It also decimated parts of Shangri-La RV Resort, a Foothills-area RV park that lay near the epicenter of the storm's path.
That had owners Jon and Tammy Heidrich scrambling to get the park relandscaped, replumbed and rebuilt while fielding phones calls from their RV guests who were trying to grasp the extent of the damage from thousands of miles away.
All this just as the Heidrichs were in the midst of getting the resort ready for the arrival of the first of the hundreds of people who call Shangri-La home for the winter months.
“Our goal is for the residents to come back and not see damage but notice that the park is even better than before,” Heidrich said. “We're getting folks rolling in and saying it looked like it hadn't been damaged. That means we did our job.”
They also are offering a special welcome this fall for their guests. With help from a local bank, a local horticulturist and a personal chef, the project is well on its way.
Guests will be greeted with home-baked cookies and a flower arrangement compliments of the National Bank of Arizona, along with a welcome bag from the Yuma Visitors Bureau, a custom Shangri-La RV Resort welcome mat, a Yuma Sun newspaper, and raffle tickets for a chance to win two season passes to the Heritage Festival's series of shows in the Historic Yuma Theatre.
“We want to make lemonade out of the lemons we were dealt and make sure our guests are happy when they arrive,” said Tammy Heidrich. “They truly are like family to us and we will always put their needs first. The cookies, flowers and welcome mat are just extra touches to make them feel at home.”

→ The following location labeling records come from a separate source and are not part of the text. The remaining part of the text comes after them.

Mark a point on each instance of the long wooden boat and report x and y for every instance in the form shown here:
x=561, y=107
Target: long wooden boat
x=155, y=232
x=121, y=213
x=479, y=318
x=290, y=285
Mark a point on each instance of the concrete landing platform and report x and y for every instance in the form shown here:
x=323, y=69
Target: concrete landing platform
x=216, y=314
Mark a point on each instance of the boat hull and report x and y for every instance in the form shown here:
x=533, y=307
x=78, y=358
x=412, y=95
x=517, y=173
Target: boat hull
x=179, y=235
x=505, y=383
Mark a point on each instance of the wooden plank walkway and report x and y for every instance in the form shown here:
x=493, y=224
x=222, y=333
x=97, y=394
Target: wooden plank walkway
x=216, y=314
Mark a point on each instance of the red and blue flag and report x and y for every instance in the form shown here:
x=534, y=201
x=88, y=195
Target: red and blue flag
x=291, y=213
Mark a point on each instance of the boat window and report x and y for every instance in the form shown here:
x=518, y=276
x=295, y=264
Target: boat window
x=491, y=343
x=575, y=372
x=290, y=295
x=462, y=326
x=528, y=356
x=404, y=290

Heidrich recalled the night the storm hit. He was driving back to Yuma after visiting another park the couple owns in the Phoenix area when he found himself in the middle of a dust storm, then rain that turned the dirt on his windshield to mud. When he came over Telegraph Pass, his wife called to tell him the resort had suffered a lot of damage.

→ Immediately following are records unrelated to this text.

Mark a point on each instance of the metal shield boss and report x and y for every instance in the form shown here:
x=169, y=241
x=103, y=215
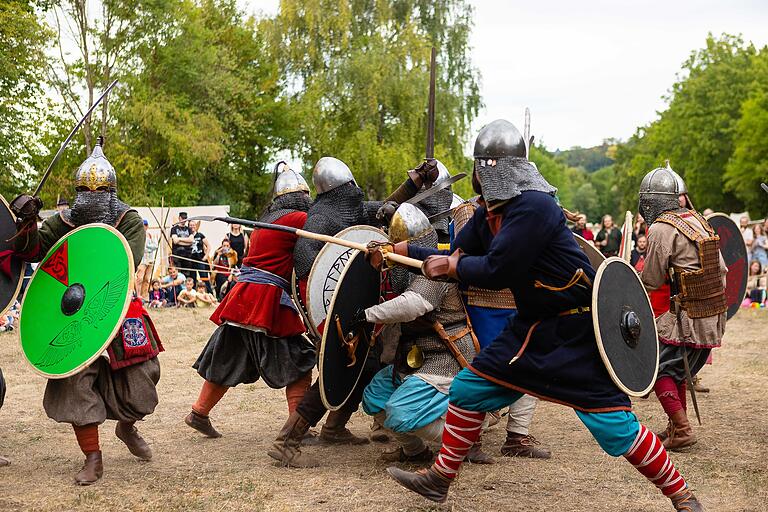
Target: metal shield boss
x=345, y=345
x=735, y=255
x=11, y=268
x=76, y=300
x=625, y=328
x=327, y=269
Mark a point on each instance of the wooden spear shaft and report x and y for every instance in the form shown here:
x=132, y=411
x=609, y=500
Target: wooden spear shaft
x=395, y=258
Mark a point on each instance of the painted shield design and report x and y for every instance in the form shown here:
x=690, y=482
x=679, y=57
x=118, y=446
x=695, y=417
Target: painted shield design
x=735, y=255
x=345, y=345
x=625, y=329
x=11, y=268
x=76, y=300
x=595, y=257
x=327, y=268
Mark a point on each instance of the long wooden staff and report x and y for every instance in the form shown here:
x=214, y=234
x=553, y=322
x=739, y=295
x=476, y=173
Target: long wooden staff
x=396, y=258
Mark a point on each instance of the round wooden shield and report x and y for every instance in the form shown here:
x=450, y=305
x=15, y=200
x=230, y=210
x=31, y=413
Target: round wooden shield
x=327, y=268
x=76, y=300
x=595, y=257
x=11, y=268
x=344, y=349
x=735, y=255
x=625, y=329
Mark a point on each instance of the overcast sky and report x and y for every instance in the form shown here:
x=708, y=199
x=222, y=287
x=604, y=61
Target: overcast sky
x=589, y=69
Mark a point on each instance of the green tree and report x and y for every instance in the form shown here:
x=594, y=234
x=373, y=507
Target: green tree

He pulled into Shangri-La just minutes after the storm went through to find “stuff everywhere ... tree limbs, and awnings and pieces.” A total of 15 trees were either blown over or uprooted. Two of the resort's retention basins had 12 to 18 inches of water with the artificial turf he had installed last summer for a putting course floating on top. In addition, a solar water heater system for the pool was torn off the roof and a section of Mexican brick wall was blown down.
Fortunately, he said, most of the park models and recreational vehicles were OK or suffered only minor damage, but two had roof and water damage to Arizona rooms.

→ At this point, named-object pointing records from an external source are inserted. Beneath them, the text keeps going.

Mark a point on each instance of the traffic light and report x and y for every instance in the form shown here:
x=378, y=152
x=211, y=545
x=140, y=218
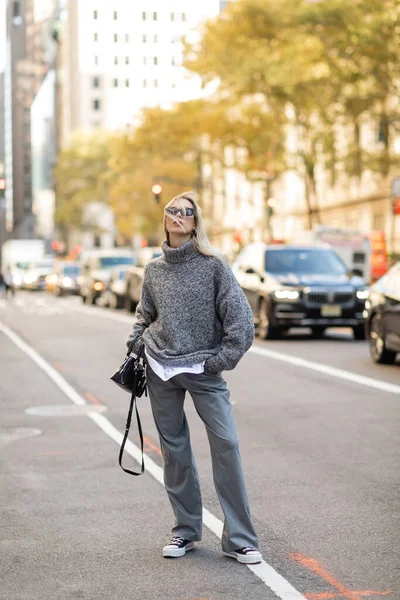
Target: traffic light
x=157, y=189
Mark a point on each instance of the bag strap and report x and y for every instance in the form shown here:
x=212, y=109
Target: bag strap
x=133, y=403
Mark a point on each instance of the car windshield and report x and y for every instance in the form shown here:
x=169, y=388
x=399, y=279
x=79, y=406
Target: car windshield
x=303, y=262
x=108, y=262
x=41, y=264
x=71, y=270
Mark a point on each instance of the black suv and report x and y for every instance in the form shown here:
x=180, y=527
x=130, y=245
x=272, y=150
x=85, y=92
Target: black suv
x=296, y=286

“We had some long days,” Heidrich said of the effort to repair the damage. “The storm set us back a couple of weeks in getting ready for the season.”
They made it, but barely, he said. That included the remodeling project of the kitchen in the recreational center that got put on hold for a bit while the worst of the storm damage was dealt with.
The Heidrichs built the 300-space Shangri-La RV Resort 28 years ago at 10498 E. North Frontage Road.